Die in dieser Dimension nie dagewesene Nachfrage, vor allem aus China, gibt jetzt jenen Prognosen recht, die in Deutschland noch für heuer den Schweinepreis auf der Marke von 2 Euro/kg (2.20 Fr./kg) sahen. Die Vereinigung der Erzeugergemeinschaften für Vieh und Fleisch (VEZG) hat ihren Basispreis für Schlachtschweine erneut um 5 Cent angehoben. Damit dürfte zumindest vorerst beziehungsweise für heuer der Höchstwert erreicht sein. 

In Österreich wird seit Wochen händeringend nach Schlachtschweinen gesucht, so auch diese Woche. Das durchschnittliche Angebot reicht bei Weitem nicht aus, um den aktuellen Bedarf zu decken, berichtet Johann Schlederer von der Schweinebörse. Auch die rekordhohen, knapp unter 100 kg liegenden Schlachtgewichte können nur geringfügig die Fehlmenge kompensieren.

Der heimischen Fleischindustrie fällt es jedoch schwer, die knappe Rohstofflage beziehungsweise die hohen Preise zu akzeptieren.

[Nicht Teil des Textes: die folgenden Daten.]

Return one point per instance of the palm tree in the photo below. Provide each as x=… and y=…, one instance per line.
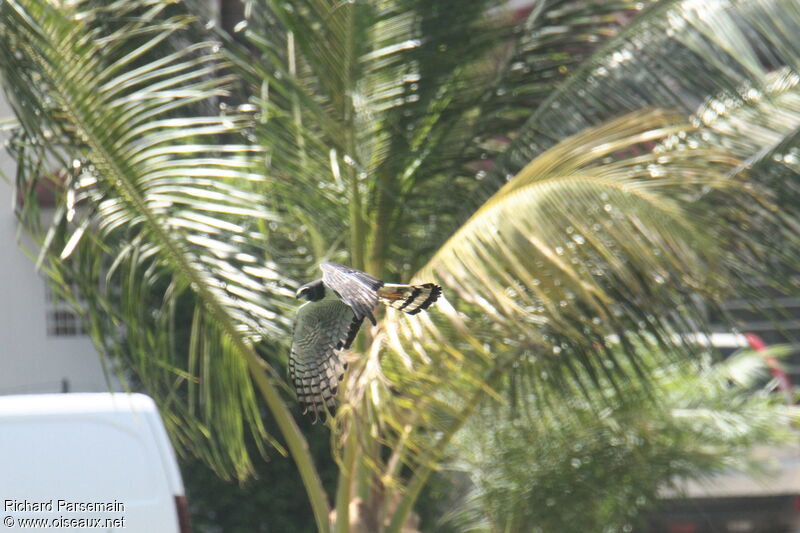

Die Stimmung ist dermassen angespannt, dass sich ein Branchensprecher zu einer aussergewöhnlichen Forderung an die Politik hinreissen liess. Demnach verlangte er in Printmedien einen Exportstopp für Schweinefleisch. Rasch ausverkauft waren erneut die Schweine an der heimischen Börse, was ein weiteres Plus von 5 Cent zur Folge hatte. Die Mastschweine-Notierung steigt somit auf 1,98 Euro (2.18 Fr.) (Berechnungsbasis: 1,88 Euro) je kg Schlachtgewicht.